Apache Hadoop as software is a simple framework that allows for distributed processing of data across many machines. As a technology, Hadoop and the surrounding ecosystem have changed the way we think about data processing at scale. No longer does our data need to fit in the memory of a single machine, nor are we limited by the I/O of a single machine’s disks. These are powerful tenets.
So too has cloud computing changed our way of thinking. While the notion of colocating machines in a faraway data center isn’t new, allowing users to provision machines on-demand is, and it’s changed everything. No longer are developers or architects limited by the processing power installed in on-premise data centers, nor do we need to host small web farms under our desks or in that old storage closet. The pay-as-you-go model has been a boon for ad hoc testing and proof-of-concept efforts, eliminating time spent in purchasing, installation, and setup.

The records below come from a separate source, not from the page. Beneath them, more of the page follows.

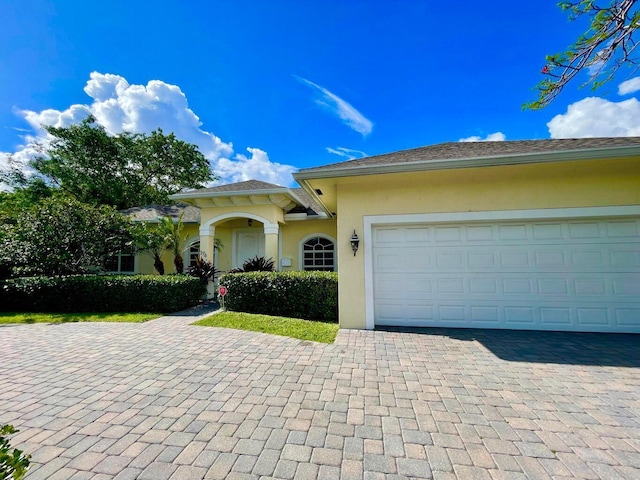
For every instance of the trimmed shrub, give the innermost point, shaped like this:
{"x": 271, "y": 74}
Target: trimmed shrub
{"x": 307, "y": 295}
{"x": 14, "y": 463}
{"x": 101, "y": 293}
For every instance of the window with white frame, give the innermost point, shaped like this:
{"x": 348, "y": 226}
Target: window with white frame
{"x": 194, "y": 253}
{"x": 318, "y": 253}
{"x": 123, "y": 262}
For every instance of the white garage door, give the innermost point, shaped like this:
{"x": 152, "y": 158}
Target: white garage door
{"x": 581, "y": 275}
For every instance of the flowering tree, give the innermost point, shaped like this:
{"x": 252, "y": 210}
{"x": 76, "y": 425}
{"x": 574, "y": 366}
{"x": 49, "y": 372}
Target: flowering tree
{"x": 602, "y": 50}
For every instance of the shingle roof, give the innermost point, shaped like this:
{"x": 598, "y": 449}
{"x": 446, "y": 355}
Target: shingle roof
{"x": 307, "y": 200}
{"x": 150, "y": 213}
{"x": 461, "y": 150}
{"x": 240, "y": 187}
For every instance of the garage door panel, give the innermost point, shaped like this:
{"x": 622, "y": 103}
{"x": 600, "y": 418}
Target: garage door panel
{"x": 557, "y": 275}
{"x": 623, "y": 229}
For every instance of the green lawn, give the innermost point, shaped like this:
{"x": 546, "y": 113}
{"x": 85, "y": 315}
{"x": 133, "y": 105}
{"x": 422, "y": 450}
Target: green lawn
{"x": 315, "y": 331}
{"x": 75, "y": 317}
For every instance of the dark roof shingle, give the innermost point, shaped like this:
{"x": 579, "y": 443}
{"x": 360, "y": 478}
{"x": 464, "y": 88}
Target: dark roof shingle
{"x": 461, "y": 150}
{"x": 240, "y": 187}
{"x": 150, "y": 213}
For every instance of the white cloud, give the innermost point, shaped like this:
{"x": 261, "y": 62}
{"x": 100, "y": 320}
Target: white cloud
{"x": 492, "y": 137}
{"x": 630, "y": 86}
{"x": 347, "y": 113}
{"x": 120, "y": 106}
{"x": 258, "y": 166}
{"x": 597, "y": 117}
{"x": 348, "y": 153}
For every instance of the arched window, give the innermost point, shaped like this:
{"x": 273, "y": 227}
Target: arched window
{"x": 319, "y": 253}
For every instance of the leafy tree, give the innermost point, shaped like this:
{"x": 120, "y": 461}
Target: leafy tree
{"x": 123, "y": 170}
{"x": 603, "y": 49}
{"x": 174, "y": 240}
{"x": 61, "y": 236}
{"x": 22, "y": 198}
{"x": 14, "y": 463}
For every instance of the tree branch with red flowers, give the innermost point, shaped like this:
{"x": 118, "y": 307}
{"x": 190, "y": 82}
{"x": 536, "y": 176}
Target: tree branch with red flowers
{"x": 602, "y": 50}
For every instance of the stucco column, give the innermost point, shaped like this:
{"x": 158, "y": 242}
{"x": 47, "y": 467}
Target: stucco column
{"x": 207, "y": 239}
{"x": 271, "y": 243}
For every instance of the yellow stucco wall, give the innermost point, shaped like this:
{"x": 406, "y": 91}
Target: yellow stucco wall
{"x": 144, "y": 262}
{"x": 591, "y": 183}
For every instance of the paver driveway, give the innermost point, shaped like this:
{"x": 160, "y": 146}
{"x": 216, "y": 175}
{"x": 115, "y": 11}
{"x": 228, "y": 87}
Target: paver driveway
{"x": 168, "y": 400}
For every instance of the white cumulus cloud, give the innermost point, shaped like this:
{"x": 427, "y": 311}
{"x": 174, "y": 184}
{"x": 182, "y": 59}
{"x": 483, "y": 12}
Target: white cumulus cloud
{"x": 597, "y": 117}
{"x": 257, "y": 166}
{"x": 492, "y": 137}
{"x": 348, "y": 153}
{"x": 344, "y": 110}
{"x": 630, "y": 86}
{"x": 120, "y": 106}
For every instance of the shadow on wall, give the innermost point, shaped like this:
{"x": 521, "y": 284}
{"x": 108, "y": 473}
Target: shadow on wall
{"x": 601, "y": 349}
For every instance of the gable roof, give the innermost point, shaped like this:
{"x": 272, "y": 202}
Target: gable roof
{"x": 459, "y": 151}
{"x": 152, "y": 213}
{"x": 248, "y": 185}
{"x": 293, "y": 200}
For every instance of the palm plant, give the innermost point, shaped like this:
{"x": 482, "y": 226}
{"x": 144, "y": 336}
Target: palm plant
{"x": 174, "y": 241}
{"x": 149, "y": 238}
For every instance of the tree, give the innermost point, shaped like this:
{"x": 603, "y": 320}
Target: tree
{"x": 606, "y": 46}
{"x": 174, "y": 241}
{"x": 62, "y": 236}
{"x": 149, "y": 238}
{"x": 123, "y": 170}
{"x": 22, "y": 198}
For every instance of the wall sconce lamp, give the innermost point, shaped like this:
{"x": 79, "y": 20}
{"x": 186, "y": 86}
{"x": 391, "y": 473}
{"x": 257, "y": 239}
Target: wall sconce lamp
{"x": 355, "y": 241}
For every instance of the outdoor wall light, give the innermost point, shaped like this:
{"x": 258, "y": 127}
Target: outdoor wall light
{"x": 355, "y": 241}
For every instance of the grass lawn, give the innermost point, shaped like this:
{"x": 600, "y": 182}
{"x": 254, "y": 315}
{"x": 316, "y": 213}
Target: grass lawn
{"x": 315, "y": 331}
{"x": 75, "y": 317}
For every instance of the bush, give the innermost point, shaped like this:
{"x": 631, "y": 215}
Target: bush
{"x": 14, "y": 464}
{"x": 101, "y": 293}
{"x": 255, "y": 264}
{"x": 308, "y": 295}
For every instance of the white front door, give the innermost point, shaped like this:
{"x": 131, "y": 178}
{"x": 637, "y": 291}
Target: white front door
{"x": 249, "y": 243}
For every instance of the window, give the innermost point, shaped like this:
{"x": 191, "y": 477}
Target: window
{"x": 318, "y": 253}
{"x": 194, "y": 253}
{"x": 123, "y": 262}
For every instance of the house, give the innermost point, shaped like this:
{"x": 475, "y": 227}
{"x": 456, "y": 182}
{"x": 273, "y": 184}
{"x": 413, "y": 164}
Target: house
{"x": 535, "y": 234}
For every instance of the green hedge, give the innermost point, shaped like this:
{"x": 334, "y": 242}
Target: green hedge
{"x": 100, "y": 293}
{"x": 308, "y": 295}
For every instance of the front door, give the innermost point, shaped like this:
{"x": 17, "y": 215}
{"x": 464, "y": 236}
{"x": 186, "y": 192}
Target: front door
{"x": 249, "y": 243}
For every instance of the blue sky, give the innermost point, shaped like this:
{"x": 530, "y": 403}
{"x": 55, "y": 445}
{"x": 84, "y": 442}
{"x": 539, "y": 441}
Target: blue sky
{"x": 267, "y": 87}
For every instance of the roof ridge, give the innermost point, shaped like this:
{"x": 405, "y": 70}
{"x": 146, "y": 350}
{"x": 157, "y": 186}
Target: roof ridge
{"x": 459, "y": 150}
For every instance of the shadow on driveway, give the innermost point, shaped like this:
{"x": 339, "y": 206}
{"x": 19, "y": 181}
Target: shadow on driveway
{"x": 602, "y": 349}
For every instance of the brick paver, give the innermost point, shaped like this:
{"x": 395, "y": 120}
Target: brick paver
{"x": 167, "y": 400}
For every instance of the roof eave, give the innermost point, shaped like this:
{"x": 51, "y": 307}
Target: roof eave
{"x": 312, "y": 192}
{"x": 239, "y": 193}
{"x": 472, "y": 162}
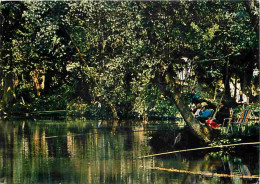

Both Hadoop and cloud computing represent major paradigm shifts, not just in enterprise computing, but affecting many other industries. Much has been written about how these technologies have been used to make advances in retail, public sector, manufacturing, energy, and healthcare, just to name a few. Entire businesses have sprung up as a result, dedicated to the care, feeding, integration, and optimization of these new systems.
It was inevitable that Hadoop workloads would be run on cloud computing providers’ infrastructure. The cloud offers incredible flexibility to users, often complementing on-premise solutions, enabling them to use Hadoop in ways simply not possible previously.
Ever the conscientious software engineer, author Bill Havanki has a strong penchant for documenting. He’s able to break down complex concepts and explain them in simple terms, without making you feel foolish. Bill writes the kind of documentation that you actually enjoy, the kind you find yourself reading long after you’ve discovered the solution to your original problem.
Hadoop and cloud computing are powerful and valuable tools, but aren’t simple technologies by any means. This stuff is hard. Both have a multitude of configuration options and it’s very easy to become overwhelmed. All major cloud providers offer similar services like virtual machines, network attached storage, relational databases, and object storage—all of which can be utilized by Hadoop—but each provider uses different naming conventions and has different capabilities and limitations. For example, some providers require that resource provisioning occurs in a specific order. Some providers create isolated virtual networks for your machines automatically while others require manual creation and assignment. It can be confusing. Whether you’re working with Hadoop for the first time or a veteran installing on a cloud provider you’ve never used before, knowing about the specifics of each environment will save you a lot of time and pain.
Cloud computing appeals to a dizzying array of users running a wide variety of workloads. Most cloud providers’ official documentation isn’t specific to any particular application (such as Hadoop). Using Hadoop on cloud infrastructure introduces additional architectural issues that need to be considered and addressed. It helps to have a guide to demystify the options specific to Hadoop deployments and to ease you through the setup process on a variety of cloud providers, step by step, providing tips and best practices along the way. This book does precisely that, in a way that I wish had been available when I started working in the cloud computing world.
Whether code or expository prose, Bill’s creations are approachable, sensible, and easy to consume. With this book and its author, you’re in capable hands for your first foray into moving Hadoop to the Cloud.